Oprah Winfrey has been a mainstay in the American media for over two decades. Her impact on storytelling, literature, and in film and television has been significant, so much so that the National Museum of African American History and Culture is celebrating the media mogul with the launch of an exhibition that explores her upbringing, her influence on American culture, and her life’s work.
The exhibition, titled “Watching Oprah: The Oprah Winfrey Show and American Culture,” opened Friday, according to the Washington Post, and will run through June 2019. The exhibition features video clips, interview segments, movie costumes, and personal photographs, as well as journals, to explore “what has influenced Winfrey and how her work has shaped America.”
“What’s interesting is the same way America thought about Walter Cronkite—you could trust Walter Cronkite and his opinion—they trust Oprah,” museum director Lonnie G. Bunch III told the Post. “An African American woman becomes the person America turns to.”
Winfrey, whose net worth is north of $ 2.9 billion, according to Forbes, isn’t just a mere media personality, she is also an African American activist whose contribution to American culture “rank alongside those of Sojourner Truth and Ida B. Wells, according to the new exhibition at the National Museum of African American History and Culture.
Although Winfrey is the museum’s largest individual donor with her $ 21 million gift to the $ 540 million museum, Bunch said her role as a benefactor did not influence the exhibition.
“We made sure there was a bright line, that this was done by the museum and museum scholars,” he said. “The fundraising was not through Oprah’s people.”
The curators in charge of the exhibit—Rhea L. Combs and Kathleen Kendrick—worked with Winfrey and her staff on fact-checking, background information and arranging loans for the exhibition.
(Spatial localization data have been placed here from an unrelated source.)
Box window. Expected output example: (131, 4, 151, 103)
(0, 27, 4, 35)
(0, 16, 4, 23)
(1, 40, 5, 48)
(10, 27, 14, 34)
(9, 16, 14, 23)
“In terms of content and narrative and the way the story is told, it’s the museum’s product. The way we approached it was the way we approach all of our exhibitions,” Kendrick said. “We’re providing a context for understanding not only who she is, but how she became a global figure, and how she is connected to broader stories and themes.”
The Special Exhibitions gallery, which houses the first section of the show, explores Winfrey’s childhood and early career and how the cultural shifts of the 1950s and ’60s informed her worldview, per the Post.
“Civil rights, the women’s movement, the media and television landscape, she’s at this distinct intersection of all of these dynamic moments,” Combs said. “She becomes someone at the forefront of dealing with ideas, of discussing hot-button topics like racism and sexual orientation.”
The middle section explores the highest-rated talk show in television history, using artifacts from Winfrey’s Harpo Studios in Chicago, where the “Oprah Winfrey Show” was filmed. The section focuses on “its evolution, its variety of subject matter and guests, and its reach into social issues such as racism and equality.”
“She used television as a social medium, convening conversations and creating these interactive experiences with people,” Kendrick said. “She’s offering lessons for living, social guidance in a way.”
The third section looks at Winfrey as a “cultural influencer and tastemaker” in the movies she has featured and produced, the books she promoted in her book club as well as her philanthropic work.
“There are so many issues, about women, power, media, body image,” Bunch said. “This should be a popular show because of the impact of this person, but it is also a show that allows us to think about what it means that a woman who doesn’t fit the TV look could build a media empire and become an entrepreneur.”